Gaming, as a form of recreation, is meant to be an escape from reality as we know it. Whether it’s saving the world in one’s favorite RPG with the use of incredible powers and abilities, or taking it slow and steady in a lifestyle simulation of your own design, we choose to put effort and energy into a world that is, for all intents and purposes, imaginary. And as we become less and less able to distance ourselves from these fantasies, the endgame – a true, virtual reality – seems to inch closer and closer. At this point, it’s certainly a matter of
when, not if, this final fantasy will come to be, but that day is still further away than we might hope.

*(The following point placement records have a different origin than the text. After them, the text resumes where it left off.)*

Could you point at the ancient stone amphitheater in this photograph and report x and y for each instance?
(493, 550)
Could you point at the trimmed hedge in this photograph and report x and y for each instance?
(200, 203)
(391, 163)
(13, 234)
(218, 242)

While virtual reality technology such as the Oculus Rift and Project Morpheus is leaps and bounds ahead of the premature Virtual Boy, this is not enough to elicit a true paradigm shift in gaming. True, advances in the consoles and computers used for gaming have enabled the quality of our experiences to improve, but in the last thirty years, our method by which we play has essentially remained the same: stare at the screen, press the buttons where appropriate, enjoy. Hesitancy towards changes along the way have been mitigated by this system, and its strength has prevented other gaming innovations from reaching their potential.

Take Microsoft’s Kinect, for example. While an exciting technology and undeniably impressive at times, fans are still extremely hesitant to accept it as a new gaming norm, much less spend money on it. And on the other side of the equation are developers who are certainly intrigued by the doors the Kinect might open for gaming, but who remain entrenched in their ways. Such staunch apathy has even forced Microsoft to begrudgingly accept that the Kinect is not
essential to the enjoyment of their system, and with the financial benefits they’ve seen since this acceptance, they’re unlikely to change their mind soon.

Beyond these issues, virtual reality has a mountain of hurdles to make it through before it comes into vogue. From the understanding of the potentially detrimental effects on those who experiences it, to making it easy to understand and accessible for consumers, to creating a “killer app” that convinces both gamers and game developers of its value, this technology has much left to prove. Nevertheless, I am excited for the potential it has to truly change gaming – and I’m willing to wait.